De acordo com o sistema Common Law, no qual as regras vão sendo criadas à medida em que são julgadas. Já no Civil Law, os juízes devem decidir com base na legislação existente no país. "Por isso que existe a pena de morte em alguns estados, mas não em outros. E é essa dinâmica que faz ser completamente diferente", reforça a criminalista.
Isso explica também porque a aplicação da pena de morte pode variar inclusive no tempo nos estados onde ela é prevista — e também no caso da Justiça Federal. Moratórias de execuções já foram estabelecidas por decisões judiciais, como por exemplo a respeito das garantias de que o método de execução não cause sofrimento físico ao condenado.
Estadual x Federal
Ana Carolina Sampaio Pascolati, que é advogada e professora de Direito Internacional, explica que enquanto no Brasil a Justiça criminal irá trabalhar com base em leis já existentes, nos Estados Unidos não há uma relação fixa entre a competência criminal da Justiça Federal e das Justiças Estaduais.
Segundo Ana Carolina, os crimes serão divididos basicamente quanto à pena. Por isso crimes com penalidade mais severa, inclusive a pena de morte, e os crimes com penalidade menos severa.
"A maioria dos crimes nos Estados Unidos é de competência estadual. São crimes federais os que dizem respeito à propriedade do governo central, ou que se dão em âmbito de diferentes Estados, ou que evoquem problemas nacionais, como, por exemplo, o combate ao narcotráfico", destaca.
Outra grande diferença entre a forma de julgamento nos EUA e no Brasil é o júri. Lá, todas as espécies de delitos, desde pequenos furtos até os mais violentos, como roubos e homicídios, passam pelo crivo de cidadãos comuns. Enquanto que no Brasil, apenas os crimes contra a vida vão ao júri popular.
"Para a sociedade americana a participação na justiça de seu país é a forma mais genuína de demostrar o seu patriotismo", comenta a professora Ana Carolina.
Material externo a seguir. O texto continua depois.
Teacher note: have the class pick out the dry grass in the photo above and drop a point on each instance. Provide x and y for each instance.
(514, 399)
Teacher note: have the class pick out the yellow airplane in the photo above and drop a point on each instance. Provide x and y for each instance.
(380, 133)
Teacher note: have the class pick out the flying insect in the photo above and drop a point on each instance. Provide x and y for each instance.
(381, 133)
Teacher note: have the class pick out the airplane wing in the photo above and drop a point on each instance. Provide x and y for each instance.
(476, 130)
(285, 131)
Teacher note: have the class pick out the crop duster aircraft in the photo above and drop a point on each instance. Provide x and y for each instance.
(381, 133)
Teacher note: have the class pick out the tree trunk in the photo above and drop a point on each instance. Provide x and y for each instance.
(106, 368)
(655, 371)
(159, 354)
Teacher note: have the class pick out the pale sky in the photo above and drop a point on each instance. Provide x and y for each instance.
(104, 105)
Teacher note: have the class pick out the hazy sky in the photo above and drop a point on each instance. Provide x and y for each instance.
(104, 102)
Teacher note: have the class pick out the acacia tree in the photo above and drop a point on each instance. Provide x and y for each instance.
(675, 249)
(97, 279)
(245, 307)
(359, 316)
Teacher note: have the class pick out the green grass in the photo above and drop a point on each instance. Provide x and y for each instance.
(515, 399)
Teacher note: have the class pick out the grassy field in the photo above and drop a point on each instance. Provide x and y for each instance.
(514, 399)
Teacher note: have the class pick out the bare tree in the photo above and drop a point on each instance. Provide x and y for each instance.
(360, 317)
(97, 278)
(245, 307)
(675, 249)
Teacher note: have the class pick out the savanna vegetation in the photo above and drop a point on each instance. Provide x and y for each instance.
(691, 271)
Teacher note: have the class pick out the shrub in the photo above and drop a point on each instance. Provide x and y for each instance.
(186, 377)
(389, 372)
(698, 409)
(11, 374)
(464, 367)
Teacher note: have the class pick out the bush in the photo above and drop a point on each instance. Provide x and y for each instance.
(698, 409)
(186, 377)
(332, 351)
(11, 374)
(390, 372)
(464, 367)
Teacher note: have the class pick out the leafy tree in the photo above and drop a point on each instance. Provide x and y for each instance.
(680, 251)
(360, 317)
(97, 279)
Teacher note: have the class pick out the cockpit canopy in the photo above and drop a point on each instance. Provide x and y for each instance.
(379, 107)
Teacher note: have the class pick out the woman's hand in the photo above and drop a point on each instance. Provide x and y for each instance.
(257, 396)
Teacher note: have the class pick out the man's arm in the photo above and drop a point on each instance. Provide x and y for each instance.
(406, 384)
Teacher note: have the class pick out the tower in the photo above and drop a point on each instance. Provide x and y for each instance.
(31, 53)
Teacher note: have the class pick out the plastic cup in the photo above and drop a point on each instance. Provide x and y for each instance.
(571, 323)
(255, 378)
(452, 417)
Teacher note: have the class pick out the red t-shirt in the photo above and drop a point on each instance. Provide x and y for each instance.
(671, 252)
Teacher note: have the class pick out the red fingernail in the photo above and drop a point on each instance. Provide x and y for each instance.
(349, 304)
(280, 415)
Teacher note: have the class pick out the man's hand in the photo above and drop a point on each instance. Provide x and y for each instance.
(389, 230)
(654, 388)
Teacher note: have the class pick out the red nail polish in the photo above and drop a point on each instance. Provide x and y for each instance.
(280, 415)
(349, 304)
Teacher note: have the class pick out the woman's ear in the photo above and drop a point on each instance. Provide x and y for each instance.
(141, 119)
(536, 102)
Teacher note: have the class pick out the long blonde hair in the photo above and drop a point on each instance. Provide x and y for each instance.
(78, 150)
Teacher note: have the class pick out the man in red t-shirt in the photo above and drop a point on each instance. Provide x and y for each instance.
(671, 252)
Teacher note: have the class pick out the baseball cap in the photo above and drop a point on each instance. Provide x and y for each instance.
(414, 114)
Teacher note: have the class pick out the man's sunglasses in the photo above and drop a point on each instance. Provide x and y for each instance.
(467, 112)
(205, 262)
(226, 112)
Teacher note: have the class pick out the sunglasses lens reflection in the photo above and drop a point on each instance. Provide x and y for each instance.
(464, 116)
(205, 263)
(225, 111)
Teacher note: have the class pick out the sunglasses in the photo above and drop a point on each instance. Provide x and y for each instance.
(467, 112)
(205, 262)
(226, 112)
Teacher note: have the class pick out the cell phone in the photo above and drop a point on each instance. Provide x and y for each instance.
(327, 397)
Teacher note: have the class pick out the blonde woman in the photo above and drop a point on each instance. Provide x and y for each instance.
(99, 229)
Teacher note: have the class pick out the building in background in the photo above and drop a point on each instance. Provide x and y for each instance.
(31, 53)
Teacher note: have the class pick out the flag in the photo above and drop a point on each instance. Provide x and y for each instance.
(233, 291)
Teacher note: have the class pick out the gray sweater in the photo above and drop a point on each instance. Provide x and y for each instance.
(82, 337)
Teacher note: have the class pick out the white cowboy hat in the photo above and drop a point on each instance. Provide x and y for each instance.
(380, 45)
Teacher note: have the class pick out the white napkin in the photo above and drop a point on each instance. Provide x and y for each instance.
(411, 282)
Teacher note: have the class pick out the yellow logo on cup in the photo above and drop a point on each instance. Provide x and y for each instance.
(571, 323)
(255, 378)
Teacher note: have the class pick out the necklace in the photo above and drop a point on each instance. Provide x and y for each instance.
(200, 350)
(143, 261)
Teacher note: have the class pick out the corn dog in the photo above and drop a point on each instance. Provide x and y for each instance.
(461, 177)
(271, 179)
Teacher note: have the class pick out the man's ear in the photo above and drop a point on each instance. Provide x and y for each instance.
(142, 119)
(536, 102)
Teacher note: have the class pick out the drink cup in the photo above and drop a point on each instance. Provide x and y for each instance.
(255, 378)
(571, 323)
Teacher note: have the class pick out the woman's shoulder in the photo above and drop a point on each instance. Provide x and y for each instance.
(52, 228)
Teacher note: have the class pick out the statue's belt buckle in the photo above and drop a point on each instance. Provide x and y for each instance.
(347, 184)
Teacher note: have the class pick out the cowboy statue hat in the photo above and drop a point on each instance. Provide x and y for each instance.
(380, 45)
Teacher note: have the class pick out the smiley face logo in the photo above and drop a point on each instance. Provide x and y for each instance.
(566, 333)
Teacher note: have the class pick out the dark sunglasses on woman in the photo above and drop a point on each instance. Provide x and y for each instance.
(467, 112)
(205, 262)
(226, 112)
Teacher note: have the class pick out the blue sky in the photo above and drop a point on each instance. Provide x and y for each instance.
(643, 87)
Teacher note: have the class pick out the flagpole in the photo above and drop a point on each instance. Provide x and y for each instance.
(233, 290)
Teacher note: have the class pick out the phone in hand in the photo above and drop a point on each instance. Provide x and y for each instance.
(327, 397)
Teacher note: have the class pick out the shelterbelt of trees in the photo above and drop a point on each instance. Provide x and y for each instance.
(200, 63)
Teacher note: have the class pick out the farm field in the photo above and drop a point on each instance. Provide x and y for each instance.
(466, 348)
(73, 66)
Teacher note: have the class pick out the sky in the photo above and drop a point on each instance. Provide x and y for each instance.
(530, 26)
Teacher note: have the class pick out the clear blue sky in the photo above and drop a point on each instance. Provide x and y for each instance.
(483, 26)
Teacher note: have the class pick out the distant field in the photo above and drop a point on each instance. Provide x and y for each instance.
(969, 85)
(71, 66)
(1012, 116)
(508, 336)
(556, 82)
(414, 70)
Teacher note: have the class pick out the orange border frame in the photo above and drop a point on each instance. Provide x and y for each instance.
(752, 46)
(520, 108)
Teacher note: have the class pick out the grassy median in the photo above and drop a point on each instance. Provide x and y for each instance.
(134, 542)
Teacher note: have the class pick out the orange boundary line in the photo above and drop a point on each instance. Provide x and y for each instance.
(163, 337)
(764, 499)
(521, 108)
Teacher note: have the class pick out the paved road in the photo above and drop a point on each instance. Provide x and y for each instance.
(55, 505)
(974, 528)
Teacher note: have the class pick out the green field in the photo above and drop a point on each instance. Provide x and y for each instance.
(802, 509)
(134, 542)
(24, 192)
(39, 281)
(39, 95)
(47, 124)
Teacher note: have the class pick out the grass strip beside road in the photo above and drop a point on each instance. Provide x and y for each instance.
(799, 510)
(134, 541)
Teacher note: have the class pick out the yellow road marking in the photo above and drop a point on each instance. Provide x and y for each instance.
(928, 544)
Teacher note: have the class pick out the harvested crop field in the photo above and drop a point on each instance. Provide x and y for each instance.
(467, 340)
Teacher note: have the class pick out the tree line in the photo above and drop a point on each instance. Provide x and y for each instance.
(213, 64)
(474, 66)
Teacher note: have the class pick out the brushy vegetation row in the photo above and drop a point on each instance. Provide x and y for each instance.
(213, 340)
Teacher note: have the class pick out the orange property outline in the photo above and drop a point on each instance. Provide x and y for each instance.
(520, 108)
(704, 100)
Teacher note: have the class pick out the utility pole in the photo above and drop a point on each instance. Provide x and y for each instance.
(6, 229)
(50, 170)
Outras diferenças do sistema penal dos EUA
A escolha dos juízes norte-americanos também é diferente do Brasil, já que por aqui, a maioria ingressa através de concurso público, seja para a esfera estadual ou federal. Exceto para as vagas do quinto constitucional, que permitem a indicação para as vagas.
Nos Estados Unidos, alguns juízes podem ser eleitos ou até mesmo indicados pelo executivo ou legislativo. "Não guarda nenhuma semelhança com o que acontece aqui", comenta Cecília Mello.
Outra grande diferença é o pleabargain, uma espécie de barganha ou negociação entre o promotor e o réu. Segundo Ana Carolina, as duas partes podem fazem um acordo, em que o réu concorda em confessar a culpa (mesmo não sendo culpado), em troca de uma pena menor do que a que poderia pegar se o caso fosse julgado.